Joseph Roth was een telg uit het oude, uit vele volkeren bestaande Oostenrijk. De geschiedenis van dat oude Oostenrijk, het land van de tolerantie dat ineen zou storten wanneer het bewoog, beschreef Roth in beroemd geworden romans als Radetzkymarsch en Die Kapuzinergruft. De ‘Kapuzinergruft’ is een grafkelder in Wenen waar de laatste keizer, Franz Joseph, is bijgezet. Met de dood van de keizer in november 1916 is Habsburg, is Oostenrijk ter ziele. Dat is het gevoel van Joseph Roth, Franz Werfel, Robert Musil en vele anderen met hen.
Van het Joodse leven in Galicië bestaan niet veel foto’s. Het bekendst is het fotoboek A Vanished World van Roman Vishniac. Veel minder bekend is het fotoboek van Alter Kacyzne: Poyln. Eine untergegangene jüdische Welt uit 2000. Er zijn weinig literaire getuigenissen waarin het bestaan van deze ‘Ostjuden’ voortleeft. De belangrijkste kroniekschrijver van het Joodse leven in Galicië en omliggende streken is Joseph Roth.
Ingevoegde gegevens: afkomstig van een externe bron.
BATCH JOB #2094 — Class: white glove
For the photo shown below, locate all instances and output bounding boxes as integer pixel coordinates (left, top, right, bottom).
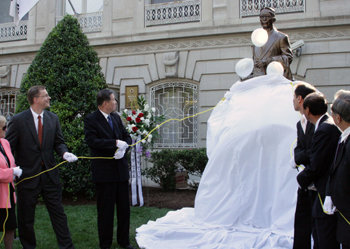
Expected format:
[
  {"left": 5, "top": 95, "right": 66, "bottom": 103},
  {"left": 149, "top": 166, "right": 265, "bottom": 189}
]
[
  {"left": 63, "top": 152, "right": 78, "bottom": 163},
  {"left": 298, "top": 164, "right": 305, "bottom": 173},
  {"left": 113, "top": 149, "right": 125, "bottom": 159},
  {"left": 13, "top": 166, "right": 23, "bottom": 177},
  {"left": 117, "top": 140, "right": 129, "bottom": 151},
  {"left": 224, "top": 91, "right": 232, "bottom": 100},
  {"left": 323, "top": 196, "right": 336, "bottom": 215},
  {"left": 289, "top": 158, "right": 297, "bottom": 169},
  {"left": 307, "top": 183, "right": 317, "bottom": 191}
]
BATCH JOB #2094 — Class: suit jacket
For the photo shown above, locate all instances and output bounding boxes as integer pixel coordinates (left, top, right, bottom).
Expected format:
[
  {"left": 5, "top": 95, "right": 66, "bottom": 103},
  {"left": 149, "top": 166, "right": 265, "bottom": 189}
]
[
  {"left": 0, "top": 138, "right": 16, "bottom": 208},
  {"left": 326, "top": 137, "right": 350, "bottom": 242},
  {"left": 6, "top": 109, "right": 68, "bottom": 189},
  {"left": 294, "top": 121, "right": 315, "bottom": 166},
  {"left": 297, "top": 115, "right": 340, "bottom": 217},
  {"left": 253, "top": 28, "right": 293, "bottom": 80},
  {"left": 84, "top": 110, "right": 132, "bottom": 182}
]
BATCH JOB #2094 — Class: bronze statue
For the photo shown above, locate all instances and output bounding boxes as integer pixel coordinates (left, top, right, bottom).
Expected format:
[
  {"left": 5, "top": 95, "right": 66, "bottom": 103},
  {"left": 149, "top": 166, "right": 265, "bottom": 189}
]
[{"left": 252, "top": 7, "right": 293, "bottom": 80}]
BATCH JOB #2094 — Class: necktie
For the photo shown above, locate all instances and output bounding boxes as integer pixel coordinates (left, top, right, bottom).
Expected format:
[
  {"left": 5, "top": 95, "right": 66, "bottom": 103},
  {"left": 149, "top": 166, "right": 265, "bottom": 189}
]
[
  {"left": 107, "top": 115, "right": 113, "bottom": 130},
  {"left": 38, "top": 115, "right": 43, "bottom": 146},
  {"left": 300, "top": 115, "right": 306, "bottom": 133}
]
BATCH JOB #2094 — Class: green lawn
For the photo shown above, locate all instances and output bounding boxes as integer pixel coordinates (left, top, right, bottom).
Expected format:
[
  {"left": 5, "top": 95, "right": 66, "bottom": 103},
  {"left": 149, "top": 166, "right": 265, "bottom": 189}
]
[{"left": 0, "top": 205, "right": 169, "bottom": 249}]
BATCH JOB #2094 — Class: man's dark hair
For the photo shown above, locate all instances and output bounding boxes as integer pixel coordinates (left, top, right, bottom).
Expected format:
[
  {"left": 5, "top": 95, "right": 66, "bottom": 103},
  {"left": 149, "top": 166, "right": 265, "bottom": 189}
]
[
  {"left": 294, "top": 81, "right": 317, "bottom": 99},
  {"left": 27, "top": 85, "right": 46, "bottom": 105},
  {"left": 96, "top": 88, "right": 114, "bottom": 106},
  {"left": 260, "top": 7, "right": 276, "bottom": 17},
  {"left": 303, "top": 92, "right": 327, "bottom": 116},
  {"left": 331, "top": 90, "right": 350, "bottom": 123}
]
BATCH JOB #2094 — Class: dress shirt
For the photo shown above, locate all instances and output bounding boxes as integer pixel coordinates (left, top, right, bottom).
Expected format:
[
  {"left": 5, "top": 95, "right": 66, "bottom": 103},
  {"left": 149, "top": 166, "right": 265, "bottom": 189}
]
[
  {"left": 315, "top": 113, "right": 326, "bottom": 132},
  {"left": 340, "top": 126, "right": 350, "bottom": 143},
  {"left": 30, "top": 108, "right": 44, "bottom": 133},
  {"left": 300, "top": 114, "right": 307, "bottom": 134}
]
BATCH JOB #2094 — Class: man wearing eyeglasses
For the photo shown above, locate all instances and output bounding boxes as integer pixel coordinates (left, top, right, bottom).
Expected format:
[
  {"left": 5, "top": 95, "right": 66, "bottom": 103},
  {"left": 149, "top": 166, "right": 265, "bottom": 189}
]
[{"left": 6, "top": 86, "right": 78, "bottom": 249}]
In zijn boek Juden auf Wanderschaft (Nederlandse vertaling: Joden op drift) uit 1927 geeft Roth een beeld van het leven van de Joden in het grensgebied van Polen en de Oekraïne, waar de Joden in steden als Brody en Czernowitz de meerderheid vormden. Roth vertelt over hun geboorteplaatsen, hun levensomstandigheden en hun ervaringen in de wereldsteden waarheen ze emigreerden. Een uitvoerig hoofdstuk wijdt hij aan de Joodse sjtetl, het Jiddische woord voor een stadje of dorp met een typerende orthodox-joodse gemeenschap. Het doordeweekse leven, de sabbat en de feestdagen krijgen concreet vorm in Roths beschrijving. In 1937 schreef Roth (die zich sinds 1933 zelf permanent op ‘Wanderschaft’ bevond) voor de niet-gerealiseerde heruitgave van zijn boek: ‘Het is erger dan de Babylonische ballingschap.’ Niet alleen mogen de Joden aan de oevers van de Spree, de Elbe, de Main, de Rijn en de Donau niet gaan zwemmen, ze mogen er zelfs niet zitten huilen, dat mogen ze alleen in de zogenaamde Kulturbund, het van overheidswege toegestane geestelijk centrum van het nieuwe getto.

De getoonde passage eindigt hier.